The current version of this detector could be used in what Peumans calls “high-stakes environments,” such as airports. In just 15 minutes, the device can analyze a traveler for SARS-CoV-2.
The COVID-19 pandemic, though, is not the only use of this technology. “We’re taking a hard look now at other indications beyond COVID,” Peumans declares. One of those indications is tuberculosis. Here, too, Peumans notes that “there are good signs that breath is a better sample.”
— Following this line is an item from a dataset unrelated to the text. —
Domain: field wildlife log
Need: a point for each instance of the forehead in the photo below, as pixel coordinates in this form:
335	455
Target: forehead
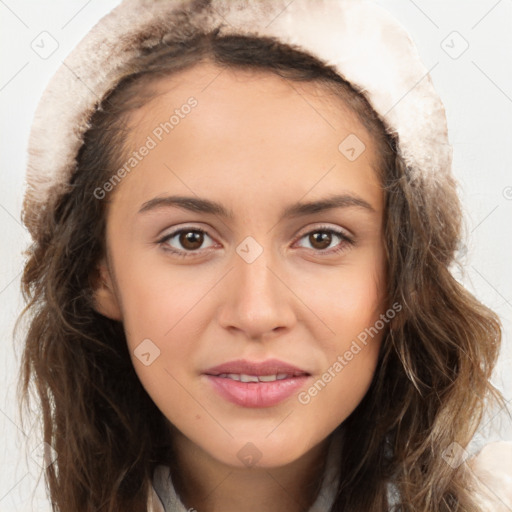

Helping PCR make smart calls
Beyond making calls and taking selfies, a smartphone can also contribute to PCR applications. For example, a smartphone can control Philadelphia, PA-based Biomeme’s Franklin PCR platform and display the results. “Our platform essentially transforms your smartphone into a mobile lab for advanced DNA/RNA detection and real-time disease surveillance,” asserts Max Perelman, co-founder, president, and CEO of Biomeme. “Each battery-powered thermocycler enables multiplex real-time detection of up to 27 targets with results in an hour or less, depending on the assay and test method.”
Including the battery, the Franklin weighs just four pounds. Biomeme’s next-generation Franklin ISP (Integrated Sample Prep) provides automated sample preparation for a wide range of sample types, and prototype versions can detect up to 45 targets. “To identify host-response signatures, we apply machine learning to enormous amounts of biological data obtained from human subjects to ascertain the human immune response to infection,” says Chris Woods, MD, MPH, chief medical officer at Biomeme. “Simply put, it is the art of reading the genetically encoded and highly specific response to illness to more accurately determine the root cause, the degree of risk, and/or the response to therapeutic intervention.”
Biomeme developed this technology for environmental, animal, and human-health applications in low-resource settings. “Over the years, our team has developed a diverse portfolio of PCR and isothermal tests including everything from biowarfare agent panels to food safety, water quality, industrial QC, vector surveillance, environmental DNA, animal health, and most recently human diagnostics with our EUA SARS-CoV-2 tests,” explains Jesse vanWestrienen, co-founder and biology lead at Biomeme. “Moving forward, we have plans to introduce host-response applications that cover a wide range of disease conditions from infectious diseases to autoimmune diseases and even drug response.” As an example, the first host-response test detects viral infection as soon as three days before symptoms develop.
So, yes, PCR is now very easy to do, probably easier than Mullis could have possibly imagined when he developed the technique in the 1980s. Now, it’s so simple to use PCR that the number of at-home platforms is surely just getting started.